Według raportu BloombegNEF posiadanie pojazdów elektrycznych jest ściśle powiązane z preferencjami wyborczymi w USA. Dane pokazują, że na każde 10 punktów procentowych wzrostu udziału głosów na Joe Bidena w poszczególnych stanach w wyborach w 2020 r., odsetek osób posiadających pojazdy elektryczne rośnie o około 50 proc.
Rozłam pomiędzy stronnikami obu obozów politycznych wykracza daleko poza preferencje związane z dochodami, gęstością zaludnienia czy obecnym wskaźnikiem posiadania ciężarówek. Tesla stoi więc przed jednym z najcięższych w swojej historii wyzwań, czyli przezwyciężenia motoryzacyjnych podziałów Ameryki.
Upolitycznienie pojazdów elektrycznych
W miarę jak w USA rozpoczyna rok wyborów prezydenckich, upolitycznienie pojazdów elektrycznych nasila się. Partia Republikańska chce uchylić wprowadzone za prezydencji Bidena zachęty dla konsumentów nabywających pojazdy elektryczne. Kandydat na prezydenta z ramienia Republikanów, Donald Trump stwierdził, oczywiście bez przedstawienia żadnych dowodów, że wszystkie pojazdy elektryczne będą produkowane w Chinach, co zniszczy amerykański przemysł samochodowy.
Bill Ford, prezes Ford Motor Co., porównał tę polaryzację do tego, co po wybuchu pandemii stało się ze szczepionkami. „Nigdy nie myślałem, że dożyję dnia, w którym nasze produkty zostaną tak mocno upolitycznione” – powiedział Ford w wywiadzie dla „New York Times”.
Ford i General Motors niedawno przesunęły harmonogram prac nad elektrycznymi ciężarówkami po rozczarowującym przyjęciu ich pierwszych propozycji. Ford skupia się na hybrydach.
Republikanie nie kupują elektryków
Uwzględniając hybrydy typu plug-in, Stany Zjednoczone są na dobrej drodze do przekroczenia w tym roku krytycznego progu 10-proc. udziału nowych pojazdów elektrycznych w sprzedaży aut, wynika z analizy przeprowadzonych przez Bloomberg Green.

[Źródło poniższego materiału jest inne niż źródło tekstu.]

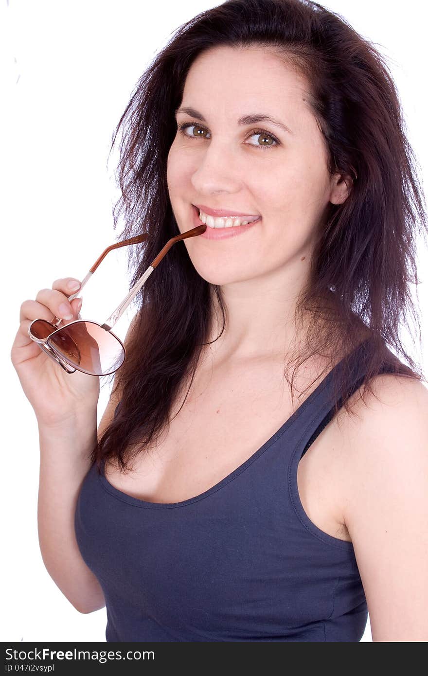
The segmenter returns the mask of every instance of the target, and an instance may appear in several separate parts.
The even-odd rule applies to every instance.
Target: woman
[[[99,379],[27,333],[78,314],[76,281],[22,304],[11,354],[43,560],[78,610],[105,605],[108,641],[356,642],[368,609],[375,641],[428,638],[402,127],[379,54],[309,1],[229,0],[141,78],[116,130],[120,239],[149,235],[131,284],[206,229],[145,284],[98,430]]]

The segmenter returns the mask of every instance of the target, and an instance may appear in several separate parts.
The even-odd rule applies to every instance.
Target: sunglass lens
[[[47,343],[68,364],[93,375],[113,373],[125,358],[118,339],[93,322],[73,322],[62,327]]]
[[[30,331],[34,338],[47,338],[53,331],[56,331],[56,327],[45,319],[36,319],[31,323]]]

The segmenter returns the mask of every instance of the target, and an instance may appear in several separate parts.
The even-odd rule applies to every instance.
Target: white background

Jak dotąd 10 stanów przekroczyło ten krytyczny poziom i żaden z nich nie jest zwolennikiem Partii Republikańskiej.
Musk i Republikanie
Pośrodku sporu znajduje się Elon Musk, który zgromadził ogromną fortunę, sprzedając pojazdy elektryczne zwolennikom ekologicznych rozwiązań, zanim zaangażował się w prawicową politykę w USA. W wyborach do Kongresu Stanów Zjednoczonych Elon Musk wzywał wyborców do zagłosowania na kandydatów Partii Republikańskiej. Przeniósł też siedzibę Tesli z Kalifornii do Teksasu i zaczął nosić kowbojskie kapelusze podczas wystąpień publicznych.
Cybertruck dla wszystkich wyborców?
Tesla, która odpowiada za około 60 proc. pojazdów elektrycznych sprzedanych kiedykolwiek w USA, w 2025 r. planuje wyprodukować 250 tys. Cybertrucków.

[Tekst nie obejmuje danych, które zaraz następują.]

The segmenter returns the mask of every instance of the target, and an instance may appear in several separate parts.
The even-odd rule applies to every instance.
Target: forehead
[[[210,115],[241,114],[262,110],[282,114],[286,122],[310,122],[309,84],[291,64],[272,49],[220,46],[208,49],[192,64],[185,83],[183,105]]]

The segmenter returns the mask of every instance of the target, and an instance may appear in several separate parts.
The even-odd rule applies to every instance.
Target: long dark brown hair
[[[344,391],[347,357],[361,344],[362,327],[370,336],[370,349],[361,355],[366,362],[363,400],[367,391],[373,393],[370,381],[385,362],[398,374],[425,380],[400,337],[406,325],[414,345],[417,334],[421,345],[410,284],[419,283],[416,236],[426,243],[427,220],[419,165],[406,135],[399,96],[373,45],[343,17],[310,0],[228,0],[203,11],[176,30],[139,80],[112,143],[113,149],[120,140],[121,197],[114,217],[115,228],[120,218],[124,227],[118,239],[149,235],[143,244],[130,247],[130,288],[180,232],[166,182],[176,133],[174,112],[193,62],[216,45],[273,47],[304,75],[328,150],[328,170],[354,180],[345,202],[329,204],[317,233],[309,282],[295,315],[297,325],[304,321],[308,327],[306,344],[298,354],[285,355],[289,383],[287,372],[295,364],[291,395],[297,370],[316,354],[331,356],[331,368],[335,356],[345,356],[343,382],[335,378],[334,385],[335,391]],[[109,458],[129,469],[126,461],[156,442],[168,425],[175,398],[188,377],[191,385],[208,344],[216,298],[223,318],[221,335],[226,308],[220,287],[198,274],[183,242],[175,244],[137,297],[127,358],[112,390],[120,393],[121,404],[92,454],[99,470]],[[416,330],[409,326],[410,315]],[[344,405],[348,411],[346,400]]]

To sześć razy więcej niż liczba wszystkich sprzedanych do tej pory elektrycznych pickupów. To, czy flirt Muska z Republikanami zaowocuje sukcesem sprzedaży Cybertrucka po obu stronach spektrum politycznego, może wpłynąć na tempo adopcji pojazdów elektrycznych w nadchodzących latach.